I love SK and I believe there's room for him in the world. However, I currently feel like there needs to be more room for him in his section of the camp. At the beginning of the session, two teenage campers who are best friends would always respond to SK's attempts to hold their hands by saying, "Stay away from me" and playing tricks on him. Stuff has improved a little--now they very patronizingly redirect SK to a high-five, and say, "Good job, buddy." (The phenomenon of passing or closer-to-passing campers patronizing more visibly disabled campers is something we see a ton of.) And this morning SK had an exchange with one of my other campers that warmed my heart:
SK: T! T, did you have a good night's sleep? T! T!
SK: Did you have a good night's sleep?
TL: Yeah man, how about you?
It's really hard to get the other campers in our cabin to stop rolling their eyes and sighing when SK tries to initiate conversations with them. One of them is still pretty ostentatious about trying to avoid SK, but I think the other two have gotten more friendly or at least tolerant. I'd like to think that my co-counselor and I may have helped model better reactions, since we openly adore SK and enjoy talking to him.
SK's counselor last year begged not to have him again, said that SK would drive TL crazy with all his talking, and thanked other campers for being so good at "dealing with" SK. This really bothers me. When SK finally arrived at camp after that buildup, I was surprised that his supposedly unbearable comments were things like: "Are you having a good time? And you look great! And you're doing great! Do you like horror movies?...Well, at least we're having fun together. And are you going to dance with me at the dance?"
SK always tries to talk to a girl who dislikes him. She is pretty much nonspeaking but she gets so tired of being asked if she's having a good time that she has managed to get out the words "SK, shut up!" on more than one occasion. I'm not saying that she should be made to be friendly to SK--I don't think that's possible, and I try to remind him to avoid her--but I am frustrated that some counselors frame these incidents as "look how much SK annoyed her and wouldn't leave her alone," as if SK has good impulse control/understanding of the situation and has intentionally made a choice to annoy other campers. I'm thankful that there are many counselors who do enjoy SK, but there are others who imply that my co-counselor and I aren't being tough enough on him, or something, because we go along with his jokes and we're not constantly going, "SK, hands off! Settle down! Stop talking!"

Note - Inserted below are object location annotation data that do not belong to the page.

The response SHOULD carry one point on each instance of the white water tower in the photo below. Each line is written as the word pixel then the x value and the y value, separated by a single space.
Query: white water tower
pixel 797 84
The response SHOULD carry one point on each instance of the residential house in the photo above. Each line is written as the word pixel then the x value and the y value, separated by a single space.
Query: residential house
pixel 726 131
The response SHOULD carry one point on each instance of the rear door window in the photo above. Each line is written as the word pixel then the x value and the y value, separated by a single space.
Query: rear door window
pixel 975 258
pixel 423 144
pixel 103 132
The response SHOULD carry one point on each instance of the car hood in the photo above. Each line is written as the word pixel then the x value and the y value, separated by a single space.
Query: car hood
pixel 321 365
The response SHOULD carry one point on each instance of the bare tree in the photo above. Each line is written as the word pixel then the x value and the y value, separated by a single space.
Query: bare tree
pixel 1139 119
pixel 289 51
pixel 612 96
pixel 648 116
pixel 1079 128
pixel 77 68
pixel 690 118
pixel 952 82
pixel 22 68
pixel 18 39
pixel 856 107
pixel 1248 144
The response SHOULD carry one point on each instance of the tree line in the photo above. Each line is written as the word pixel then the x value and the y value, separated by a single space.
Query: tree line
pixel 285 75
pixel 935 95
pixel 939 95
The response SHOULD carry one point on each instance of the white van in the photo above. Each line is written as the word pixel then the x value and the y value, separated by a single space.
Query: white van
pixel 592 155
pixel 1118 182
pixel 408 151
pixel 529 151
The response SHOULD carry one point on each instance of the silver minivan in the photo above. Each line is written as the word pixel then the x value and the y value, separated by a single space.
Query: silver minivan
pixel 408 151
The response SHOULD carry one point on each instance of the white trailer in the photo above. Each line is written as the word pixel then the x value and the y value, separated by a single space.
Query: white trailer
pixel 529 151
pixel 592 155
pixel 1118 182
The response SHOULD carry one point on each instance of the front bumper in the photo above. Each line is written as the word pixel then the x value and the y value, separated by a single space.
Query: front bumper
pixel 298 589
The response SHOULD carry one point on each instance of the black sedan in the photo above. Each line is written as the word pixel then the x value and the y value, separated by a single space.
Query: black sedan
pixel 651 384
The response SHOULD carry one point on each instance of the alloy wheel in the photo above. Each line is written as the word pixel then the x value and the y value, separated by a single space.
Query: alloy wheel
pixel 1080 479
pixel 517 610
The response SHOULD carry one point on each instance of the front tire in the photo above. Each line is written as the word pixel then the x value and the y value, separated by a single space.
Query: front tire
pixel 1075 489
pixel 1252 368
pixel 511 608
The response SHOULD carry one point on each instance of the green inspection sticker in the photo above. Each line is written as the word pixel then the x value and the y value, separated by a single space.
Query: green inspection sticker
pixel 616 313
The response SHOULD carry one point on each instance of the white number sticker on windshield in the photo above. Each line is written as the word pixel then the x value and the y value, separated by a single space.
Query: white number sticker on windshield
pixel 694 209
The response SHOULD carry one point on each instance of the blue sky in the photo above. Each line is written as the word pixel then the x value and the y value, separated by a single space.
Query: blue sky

I'd love to see SK in ten years and find out if he has gotten more socially functional, but I also feel that, while he will always annoy some people, there's a lot more that other campers and counselors could do to accommodate SK and keep him from being isolated in the way that he is now isolated from most campers. And I have to say that I think campers can sense whether their counselors think of SK as an Obnoxious Problem, and when their counselors enjoy SK and think he's cool. When you frame someone that way (implicitly or explicitly) you give other people more room to be nasty to them.